José de Jesús Rodríguez and Esteban Ramón Pérez: Sobre Las Olas
José de Jesús Rodríguez and Esteban Ramón Pérez Sobre Las Olas Charles Moffett, 431 Washington Street May 21 through June 25, 2022 Opening Reception May 21, 6-8 pm
Charles Moffett is pleased to present Sobre Las Olas, a dual-artist exhibition featuring new work by Los Angeles-based artist Esteban Ramón Pérez and New York-based artist José de Jesús Rodríguez. The gallery presented work by both artists most recently at NADA Miami 2021, and this exhibition will be the first time the artists' work is shown in direct dialogue together in New York.

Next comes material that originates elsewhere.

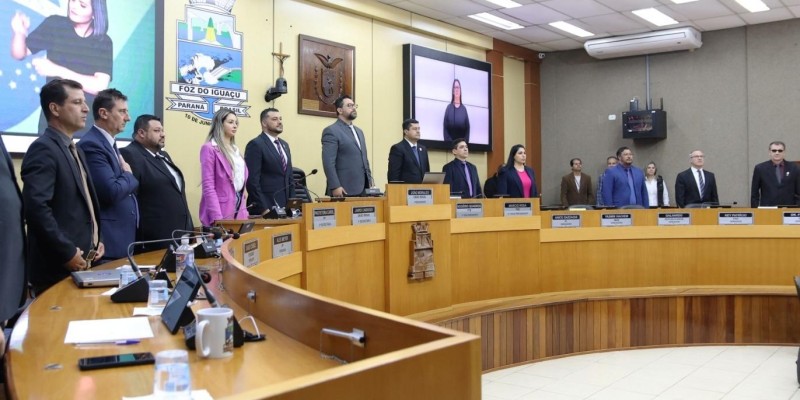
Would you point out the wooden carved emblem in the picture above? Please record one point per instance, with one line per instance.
(421, 253)
(327, 71)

Both born and raised in California, Rodríguez in Salinas and Pérez in L.A., and graduates of Yale University's MFA program, Rodriguez in 2020 and Pérez in 2019, the artists and friends share much in common. In each of their respective practices, they integrate cultural and artistic sensibilities and iconography of their shared heritage into their work, yet explore this across wildly different media and in highly personal visual languages.
Text by Coleman Collins
Let's start with what we see. There are a lot of knives in Jose's paintings here. There are things being cut and sliced and butchered. What's cut is mostly meat, or bones, but there's a small moment where a disembodied hand cuts a rope. This image brings other images to mind-a horse or a boat is cut loose and stolen in the middle of the night, or else something or someone becomes unencumbered, finally. A connection broken. But in most of the other paintings, this connection or rope or thread is intact, and it weaves itself insistently throughout the picture plane.
It all fits together nicely. Esteban's works are made from stitched-together pieces of scrap leather and suede. Obviously, the hides rhyme with the meat in the paintings, but what seems most urgent is the way the work is put together, how the parts make up the whole. Here, too, the thread that ties the parts is visible, and sometimes it is even left dangling. Then on top of this ground, there are drawings made through a process that the artist refers to as "scarring"; they are scratched, slowly, with a modified tattoo machine. I appreciated knowing it was done with a tattoo machine, and I like that Esteban thinks of the marks as scars-for me, these details bring to mind the body and the way we are marked over time. In this they are reminiscent of Alberto Burri's œuvre, the way they index a trauma, suggest wounds. The works in front of us here are made from many pieces, which are not evenly spaced or gridded but of wildly varying size and shape. Some are large, sprawling, and jagged; others are quite small and round. They are made a coherent whole, sutured together by the artist's hand and vision.
This is our constant task: to make meaning in a fractured world, to synthesize the unfamiliar. I know Martin Wong is important for Jose, and I see echoes of that sensibility here-the city perceived by an outsider, endless rows of buildings upon buildings seen by a person accustomed to more clear horizons. A particular type of gaze that simultaneously considers location, community, and difference. Jose's paintings collapse time and space-each contains scenes from many places. They are intensely spatial, and the way they always present multiple spaces at once can be disorienting. It seems impossible that all these things should exist in the same picture plane, but they do. A single, solitary thing can contain multitudes. One can inhabit many worlds. Still, this fragmentation or multiplicity might seem to relegate the fragmented, multiplicitous subject into oblivion: ni de aquí, ni de allá,nowhere. What Jose and Esteban show is that this in-betweenness is useful, both aesthetically and elsewhere. It is the place of nepantla-that generative space between here and there, between abstraction and figuration, between the parts and the whole.
The title of this exhibition is Sobre las Olas, after a song by Juventino Rosas. You probably never heard the title, but you know it already. When later on at home-or on the way home in the part of the subway ride where you have service-you look it up and listen to it, you'll realize that you've known it all along. You thought it was here, but it's there. You thought it was one thing, but it's the other. Maybe it's both. In any case, it's a lovely title for a show like this, where the work is all about showing us what should have been clear all along-the ties that bind us, the way that seemingly incongruous things fit together.